Mumbai: Sabeer Bhatia is still known for Hotmail—15 years after he created the product and 13 years after he sold it to Microsoft Corp. for $400 million.
Since then, India’s favourite Internet poster boy has tried to replicate the success of Hotmail, first with Arzoo.com and later with a host of online telecom-related products and cloud offerings.
Some people—think Steve Jobs of Apple Inc.; or Marc Andreessen of Netscape fame who now backs the Rockmelt browser; or Rajesh Jain who sold IndiaWorld for Rs499 crore in 1999 and now runs Netcore Solutions Pvt. Ltd, a messaging, security solutions and mobile data services player; or Paul Allen, co-founder of Microsoft, and founder and chairman of Vulcan Inc., which manages his business and philanthropic efforts—become successful serial entrepreneurs. Others, like Bhatia (at least until now), remain one-hit wonders. But Bhatia, now 42, hasn’t given up. On Tuesday, he launched JaxtrSMS, a mobile application, fully developed in India by engineers in Ahmedabad and Mumbai, and one that Bhatia hopes will do to SMS what Hotmail did to email.
Mail to mobiles: Bhatia is hoping JaxtrSMS will replicate Hotmail success. Photo: Hemant Mishra/Mint
Watch a video
Sabeer Bhatia talks about his latest venture, what he thinks is the future of mobile applications and how he stays ahead of the competition.

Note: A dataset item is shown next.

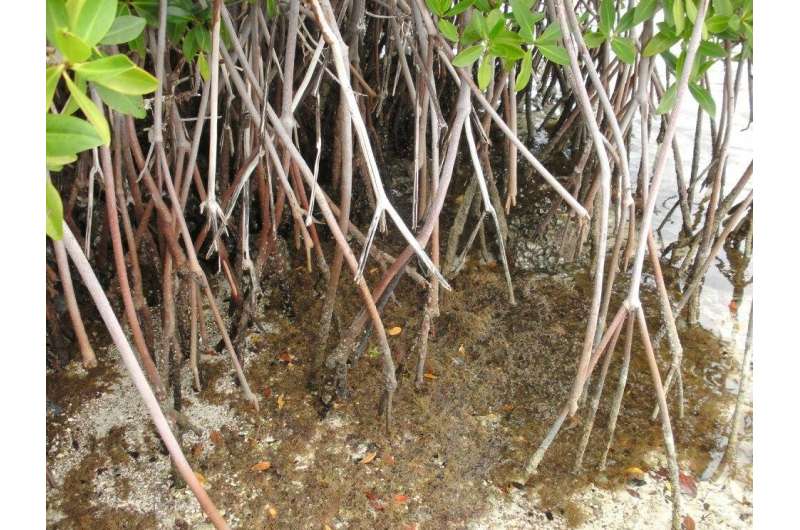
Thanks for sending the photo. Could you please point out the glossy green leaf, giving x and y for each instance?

“JaxtrSMS is available as a free download on the iPhone, BlackBerry and Nokia phones besides other phones based on the Android and Java platforms. It lets users send unlimited free text messages to any other phone anywhere in the world,” said Bhatia, chief executive officer and co-founder of Jaxtr Inc. “The application is an example of Indian innovation for not just the Indian but global market though we conceived the idea in the US. We chose to launch it in India since it’s the second largest cellular market in the world.”

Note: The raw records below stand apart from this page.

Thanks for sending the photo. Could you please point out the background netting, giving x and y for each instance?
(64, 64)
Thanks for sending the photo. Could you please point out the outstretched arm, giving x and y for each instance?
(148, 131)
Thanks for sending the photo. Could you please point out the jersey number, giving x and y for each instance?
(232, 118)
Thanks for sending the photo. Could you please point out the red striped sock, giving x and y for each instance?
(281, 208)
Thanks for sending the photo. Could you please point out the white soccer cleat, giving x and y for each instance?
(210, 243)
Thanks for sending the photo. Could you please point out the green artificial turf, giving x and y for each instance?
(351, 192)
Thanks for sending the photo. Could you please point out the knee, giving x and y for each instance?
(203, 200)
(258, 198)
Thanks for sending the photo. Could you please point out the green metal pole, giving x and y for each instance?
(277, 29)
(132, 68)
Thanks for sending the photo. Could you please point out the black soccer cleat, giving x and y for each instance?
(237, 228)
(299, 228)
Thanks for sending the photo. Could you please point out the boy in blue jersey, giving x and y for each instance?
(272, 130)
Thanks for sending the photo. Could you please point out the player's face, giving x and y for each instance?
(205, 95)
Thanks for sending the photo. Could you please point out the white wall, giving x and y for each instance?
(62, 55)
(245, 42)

The application can be downloaded from fJaxtr’s site or the app store of the handset maker.
“Texting is a $200 billion market worldwide. So far, I’m the only investor but we are close to signing up some Silicon Valley investors too,” said Bhatia, who started work on JaxtrSMS in 2010.
His company takes the data messages composed over the data channel, and once the messages are on its servers, “we determine whether the recipients are on our network on not. If they’re on our network, we simply send the message over our data channel to the recipient’s phone. If not, we send it over the regular texting network, and individuals do not have to pay for the SMS,” he said.

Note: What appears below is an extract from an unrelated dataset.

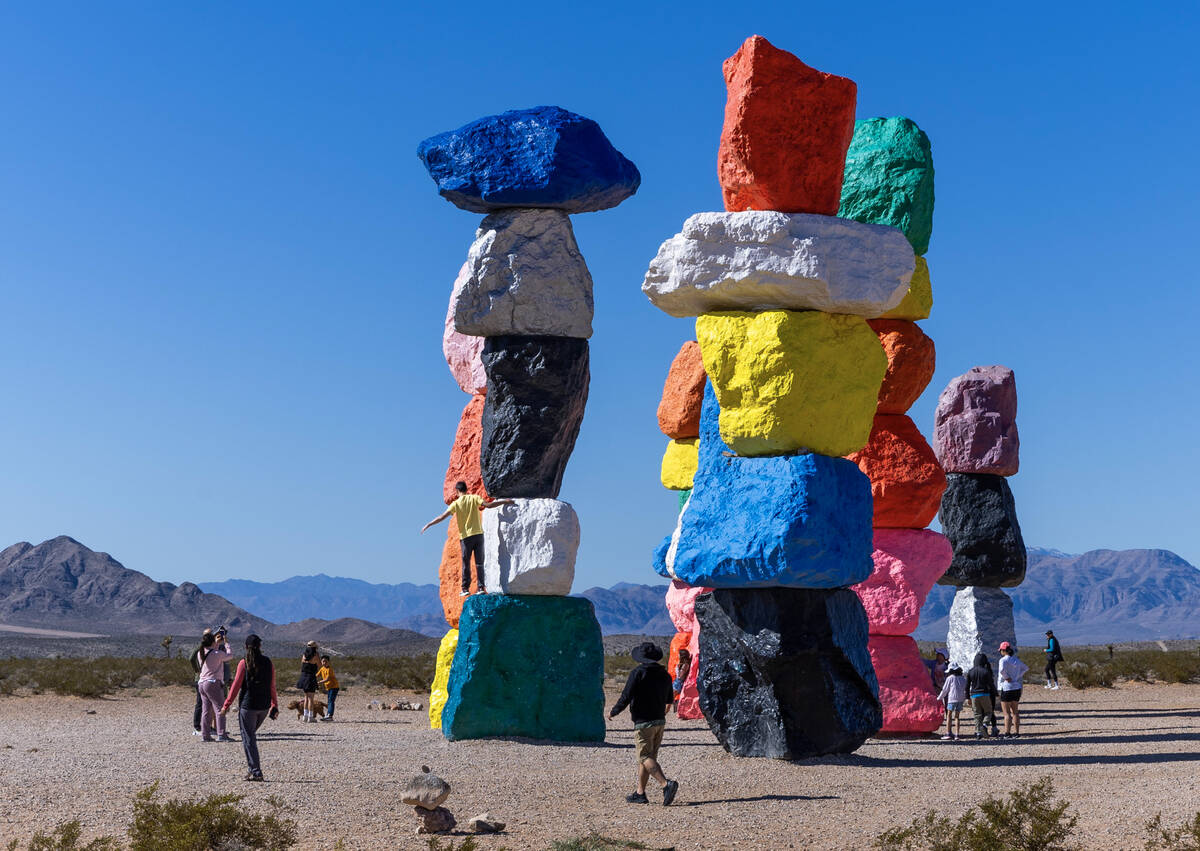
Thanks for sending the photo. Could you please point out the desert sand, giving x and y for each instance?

To reply to texts, users will have to download JaxtrSMS. The application isn’t the first one in the space; WhatsApp Messenger, co-founded in 2009 by Jan Koum and Brian Acton who earlier worked with Yahoo Inc. for 20 years, is a similar cross-platform mobile messenger, which replaces SMSes and works through the existing Internet data plan of the device.
Bhatia said the business model of JaxtrSMS revolves around “contextual advertising” since advertising within an SMS needs to be relevant. He also plans to launch some premium services. “While the basic SMS will be free, we will charge for images, videos, online storage of video files, archiving SMS(es) and searching them.” Users will be charged around Rs50 a month for such services, he added.
After Hotmail, Bhatia worked with Microsoft for a year till he was bitten by the dotcom bug and started Arzoo—an online database of experts to answer questions. He had to shut that down in 2001.
He took a couple of years off and relaunched it as a travel portal in 2003. Not much has been heard of it since.
In 2007, Bhatia started Sabse Technologies and released Sabsebolo–a free voice-conferencing product. Along with Yogesh Patel, president and co-founder of Jaxtr, he also developed a number of products including a voice-telephony solution in the cloud, and a billing engine also for the cloud.
In the same year, Bhatia also announced the launch of a hybrid online-offline Office suite of applications called Live Documents through InstaColl, a company he promoted. The application competes with well-established cloud offerings such as Google Docs and Microsoft’s Office 365.
“LiveDocuments is still going strong. We are extending the platform to the iPad,” said Bhatia, who isn’t fazed by the fact that anything he does will be compared with the success he achieved with Hotmail, which, as Windows Live, is still going strong with 370 million users.
“Silicon Valley is built on failures. One of 10 projects succeed but the one that succeeds makes up for the nine failures,” he said. “It’s easy to criticize.”
“I don’t know if this (JaxtrSMS) will succeed. We feel it will but even if it does not, it certainly will not be for lack of trying. We are excited about it, and the initial data—around 10,000 users a day—promises growth.”